It looks as if Barclays’ iShares exchange traded fund business will be sold to a Luxembourg-based global private-equity firm.
It looks as if Barclays’ iShares exchange traded fund business will be sold to a Luxembourg-based global private-equity firm.
“We now have a preferred bidder, CVC Capital Partners,” London-based Barclays PLC said in a statement today.
Barclays was scant on details, but the sale, expected to be finalized as early as the end of this week, is expected to fetch between $4 billion and $5 billion.
As of Dec. 31, iShares was the largest ETF provider in the United States by assets, with $254.7 billion spread across 178 ETFs.
Barclays announced this month that it was in discussions to sell the iShares business, one of its crown jewels, as the bank looks to raise cash to bolster its capital base.
The sale is expected to be limited to the iShares business, not the bank's San Francisco-based Barclays Global Investors unit, of which iShares is a part.
Reaction to the proposed sale is mixed.
“I think it could have some troubling aspects for [ETF] investors,” said Jim Lowell, the Needham, Mass.-based editor of Forbes ETF Advisor, a monthly newsletter.
That’s because private-equity firms don’t buy companies as a long-term investment, said Mr.

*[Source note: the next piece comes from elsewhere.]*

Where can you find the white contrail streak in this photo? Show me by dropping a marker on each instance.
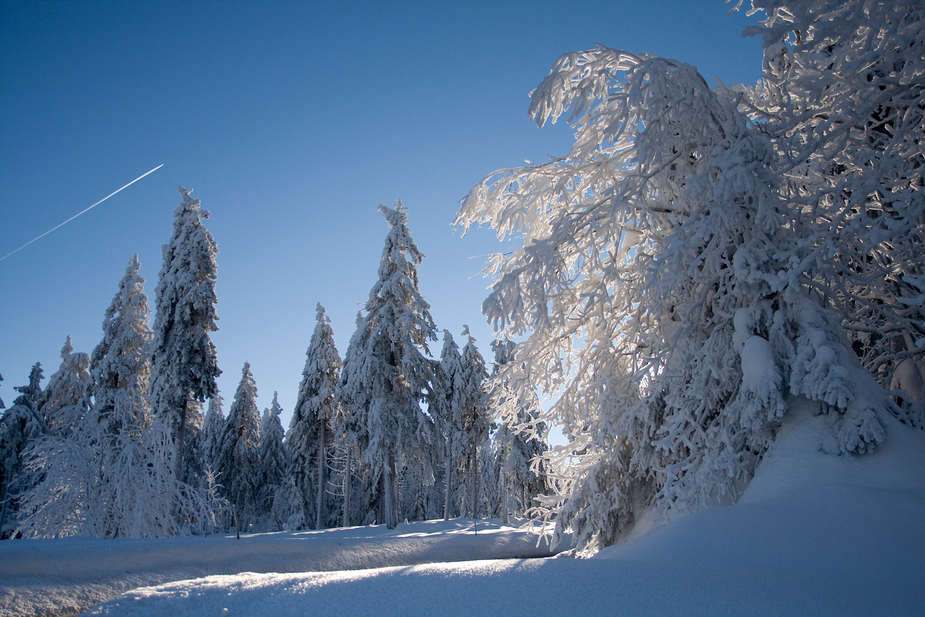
(82, 212)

Lowell, who is also a partner and chief investment strategist of Adviser Investment Management Inc., a Newton, Mass., firm with about $1 billion under management.
Private-equity firms buy companies with the intention of selling them for a short-term gain, putting their interests at odds with those of long-term fund shareholders, he said.

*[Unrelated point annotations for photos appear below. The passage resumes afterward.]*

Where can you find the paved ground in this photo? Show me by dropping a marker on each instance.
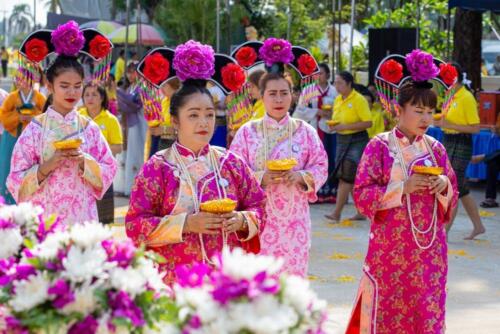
(337, 254)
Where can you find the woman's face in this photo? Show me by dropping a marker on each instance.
(167, 90)
(254, 91)
(92, 99)
(415, 119)
(131, 75)
(277, 98)
(195, 122)
(323, 76)
(66, 90)
(341, 85)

That may be true, but the fact that anyone is willing to pony up the cash for an ETF company in a time when credit to finance such deals is hard to come by proves that ETFs are the way of the future, said Sean O'Hara, president of Paoli, Pa.-based RevenueShares Investor Services, a division of Pacer Financial Inc.
“As an ETF participant, we would view it as a positive sign that we’re in the right business,” he said.